I understand a bit about the IP routing issues, I have already seen some of
them with Kamailio being confused about a private vs. a published public
address.
Thanks for your help, I have more ideas I am going to try today.
On Wed, Oct 16, 2013 at 8:41 AM, Klaus Darilion <
klaus.mailinglists(a)pernau.at> wrote:
Hi Coy!
On 16.10.2013 14:29, Coy Cardwell wrote:
Thanks.
By "as long as IP connectivity between the outbound proxies and
registrars is not filtered", what exactly must not be filtered?

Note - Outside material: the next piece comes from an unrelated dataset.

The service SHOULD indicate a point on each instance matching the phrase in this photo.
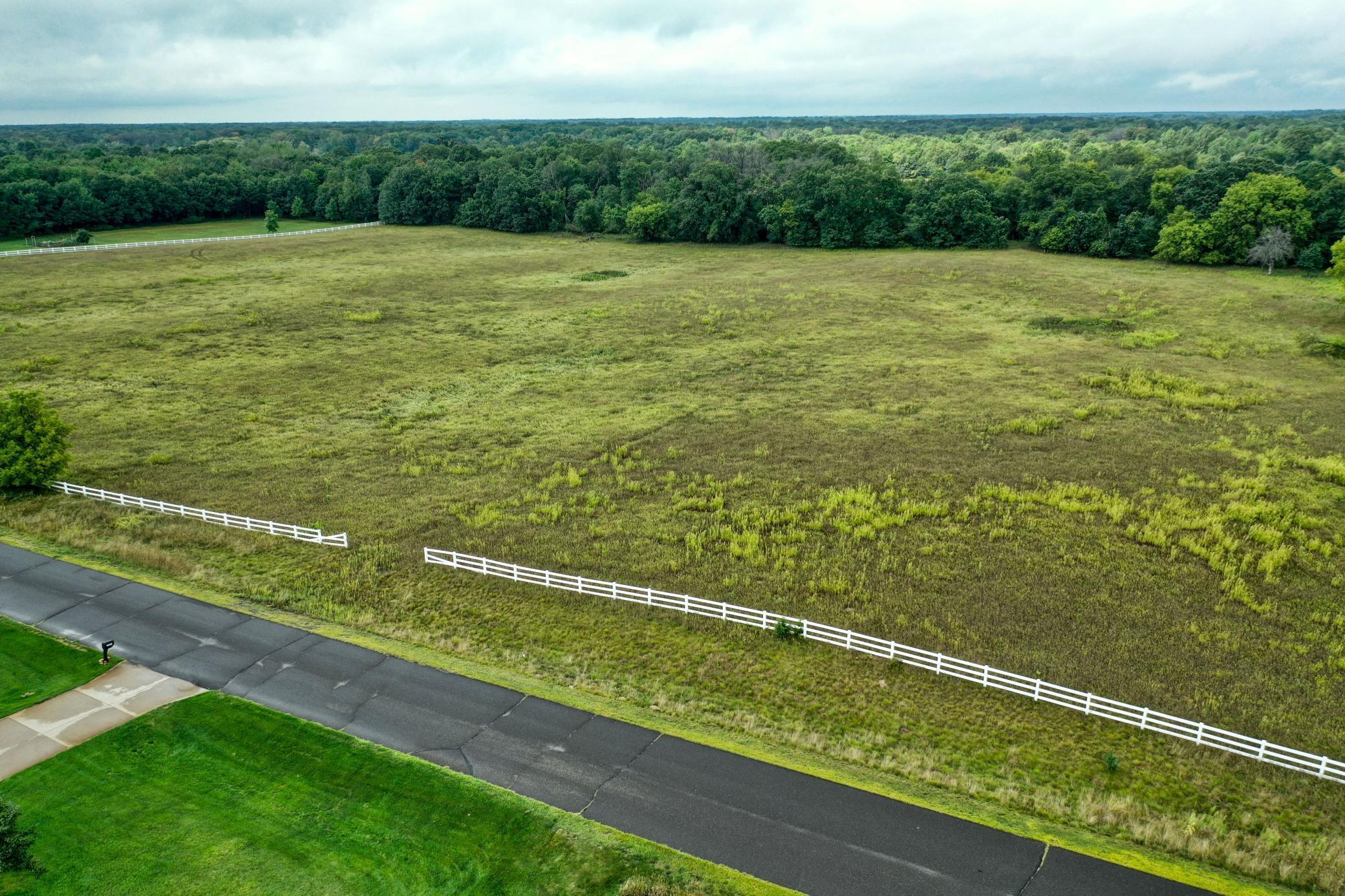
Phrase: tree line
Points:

The proxies and their 'local' registrars will be in the same private IP
cloud.
Then it should be fine.
Are you implying if a proxy tries to reach a nat-ed registrar in
another, different, private IP cloud it won't
work?
Probably it depends on the NAT and how the cloud is connected to the
Internet and other clouds. But also NATed servers should be fine, if the
NAT does not mangle SIP packets and the proxies are configured to announce
the public IP address.
Thus, hmm, there may be problems depending on your setup. For example:
Internet (public IP) Cloud 1
1.1.1.2 outboundproxy 1: 10.0.1.2
1.1.1.3 registrar 1: 10.0.1.3
Internet (public IP) Cloud 2
2.2.2.2 outboundproxy 2: 10.0.2.2
2.2.2.3 registrar 2: 10.0.2.3
If the outboundproxy (OBP) 1 talks to registrar 1, does it us the internal
IP addresses or the public IP addresses? For later, Kamailio can be simply
configured to announce the public IP addresses in all SIP messages. But if
internal traffic uses internal IP addresses, then the OBP is "virtual"
multihomed, and Kamailio must be correctly configured to announce the
private IP address when talking to the registrar, but using the public IP
address when talking to customer in the Internet.
Further, if OBP1 talks to registrar2, then such "virtual" mutlihomed
setups are also needed on the registrar server.
Conclusion: I guess every private cloud has different network techniques
how traffic is routed externally and internally. Thus, the Kamailio
configuration heavily depends on the underlying network (as IP addresses
are put into the SIP messages). But at least Kamailio is very flexible and
up to now I always have solved strange network setups.